FRENTE A LA CATÁSTROFE

 


Fuente: FM Alba. Salta.

FRENTE A LA CATÁSTROFE

Después de aquellos terribles hechos no quise volver a la facultad. Mejor dicho, no pude volver por un tiempo porque la ciudad quedó dividida en dos. El aluvión me había doblegado. Una masa de agua barrosa, que transportaba árboles arrancados a las orillas y rocas de todos tamaños, había bajado por el cauce del río Tartagal destruyendo todo a su paso.

Todo se lo había llevado el torrente en pocos minutos. La naturaleza había vencido al hombre no solo por las lluvias torrenciales, sino por una causa precedente: la deforestación aguas arriba de las laderas de las sierras Subandinas, con el fin económico de obtener más campos para el cultivo.

Mi espíritu quedó abatido por el recuerdo imborrable del desastre. No podía olvidarme de los muertos y desaparecidos; la destrucción de viviendas; la experiencia de extrema vulnerabilidad de la vida. Mi familia, productora de maíz, zapallo, sandía y poroto, no había sufrido el devastador fenómeno en el pequeño terruño que habitaba en las afueras de la ciudad del lado opuesto a las serranías. Sin embargo, compartía el consternado sentir de los habitantes locales, destruido como los hierros retorcidos del antiguo puente ferroviario que cruzaba el río. Se temía por nuevas lluvias y sus consecuencias. Tartagal había quedado sesgada por un acantilado construido por el alud desbocado que la había cortado como si fuera una masa delgada y blanda de harina y agua.

 

El día de la catástrofe me desperté como siempre, me arreglé bien, le di agua y comida al gatito y partí. En el momento del alud yo caminaba por la diagonal Moreno hacia la ruta treinta y cuatro para tomar el micro que me llevaría al sector norte donde estaba la facultad. Había empezado hacía poco la carrera de enfermería, orgullosa de ser la primera universitaria de la familia.

En unos minutos más debería cruzar el puente para alcanzar la zona septentrional de la ciudad.
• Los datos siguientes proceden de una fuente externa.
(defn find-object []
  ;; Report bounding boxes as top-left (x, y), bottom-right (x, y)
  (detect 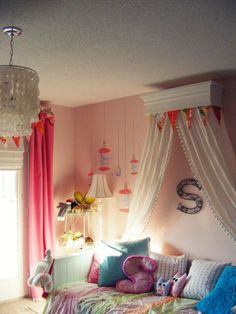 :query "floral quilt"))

top-left (43, 281), bottom-right (198, 314)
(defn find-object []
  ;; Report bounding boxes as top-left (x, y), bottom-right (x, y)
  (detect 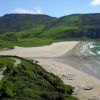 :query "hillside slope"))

top-left (0, 56), bottom-right (78, 100)
top-left (0, 13), bottom-right (100, 48)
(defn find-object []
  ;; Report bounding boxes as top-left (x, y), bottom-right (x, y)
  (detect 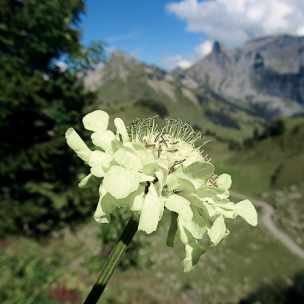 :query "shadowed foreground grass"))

top-left (0, 209), bottom-right (304, 304)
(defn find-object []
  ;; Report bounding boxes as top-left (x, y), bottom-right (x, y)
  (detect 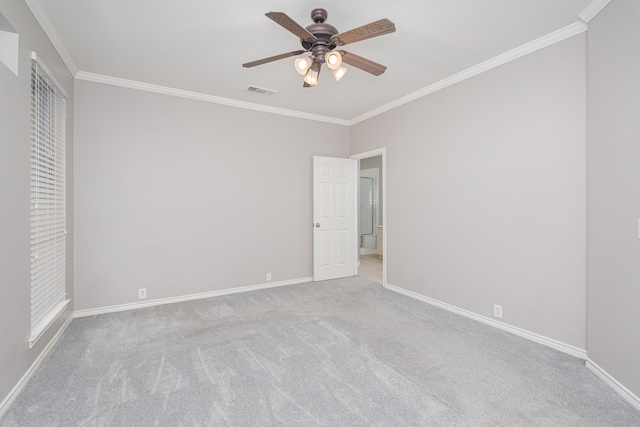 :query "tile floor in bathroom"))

top-left (358, 251), bottom-right (382, 283)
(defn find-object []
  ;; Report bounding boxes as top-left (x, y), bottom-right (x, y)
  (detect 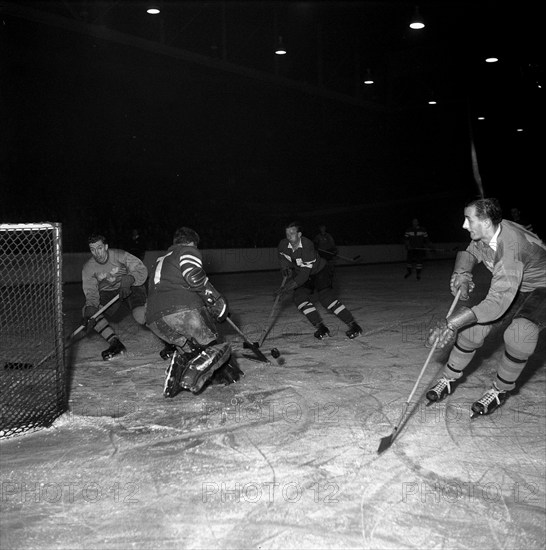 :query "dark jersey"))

top-left (278, 237), bottom-right (326, 286)
top-left (146, 244), bottom-right (208, 323)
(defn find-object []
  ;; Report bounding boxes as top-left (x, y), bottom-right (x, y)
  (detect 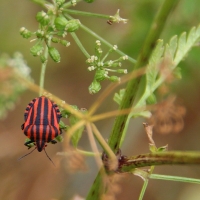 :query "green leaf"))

top-left (113, 89), bottom-right (125, 105)
top-left (69, 108), bottom-right (86, 148)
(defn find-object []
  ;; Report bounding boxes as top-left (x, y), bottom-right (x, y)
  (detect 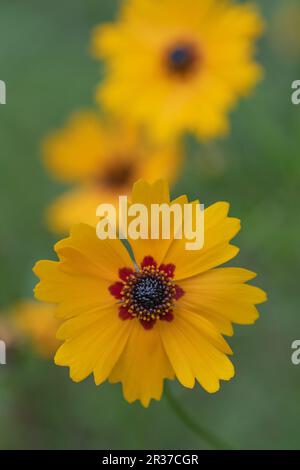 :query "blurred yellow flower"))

top-left (43, 112), bottom-right (181, 233)
top-left (92, 0), bottom-right (262, 139)
top-left (11, 300), bottom-right (61, 357)
top-left (34, 181), bottom-right (266, 407)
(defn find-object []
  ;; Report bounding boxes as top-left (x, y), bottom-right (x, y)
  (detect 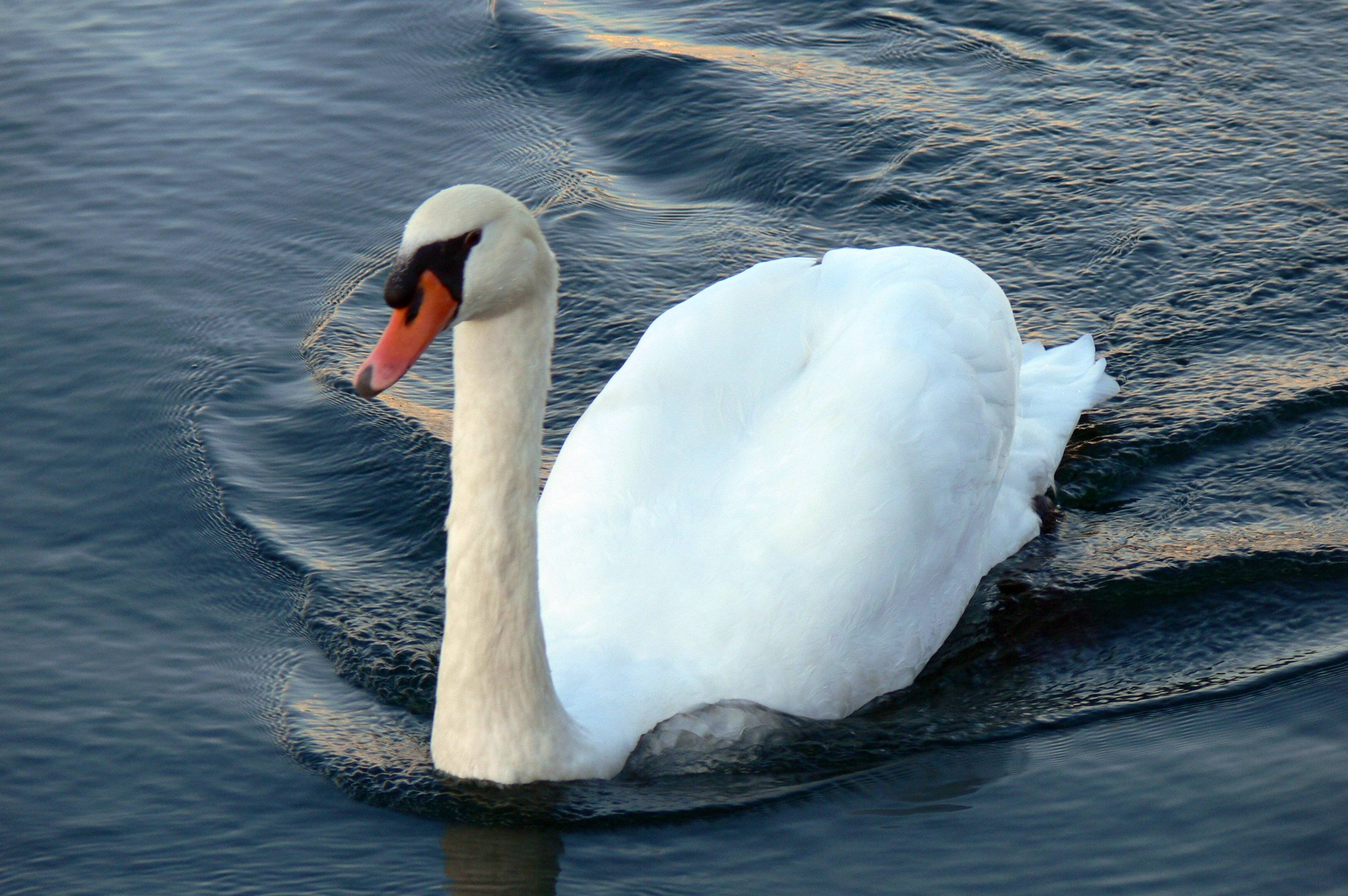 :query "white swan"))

top-left (354, 185), bottom-right (1118, 783)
En cambio, al escuchar el estruendo, volví sobre mis pasos y comencé a correr con desesperación hacia el albergue juvenil donde residía. Esperaba lo peor. No recabé en que el siniestro se canalizaría como una cuña a lo largo del lecho fluvial unas cuadras arriba. Había escuchado una especie de trueno que me condujo a huir en sentido contrario al que me dirigía. La gente corría y gritaba con desesperación al presenciar el desastre. Ya había sucedido en 2006.

Llegué al hospedaje con el corazón en la boca y advertí que no había nadie. Mis compañeros de residencia se habían ido seguramente a ver qué pasaba a pocas cuadras.

Yo me quedé sola con mi desesperación a cuestas. Entonces solo atiné a pensar en lo más cercano, en la criatura más frágil: el pequeño gatito que se había instalado en la residencia hacía unos meses, cruzando la tapia de la casa vecina. Cuando llegué no pensé en nada más. Lo busqué por todos lados. En la cocina, en el baño, en todas las habitaciones, en cada rincón. Llorando lo buscaba. En ese instante pensé en el gato más que en toda la desgracia que estaba ocurriendo. Así fue como me concentré caprichosamente en el ser más débil en las circunstancias que se estaban viviendo.

Lo encontré en mi habitación, debajo de la cama. Lo agarré con delicadeza y me quedé abrazada a él. Sentí su pelaje suave hasta que un tibio ronroneo terminó por contener mi corazón que minutos antes latía con una fuerza descomunal.

Al día siguiente supe con detalle las tremendas circunstancias sucedidas durante el aluvión del 9 de febrero de 2009 en mi querida Tartagal.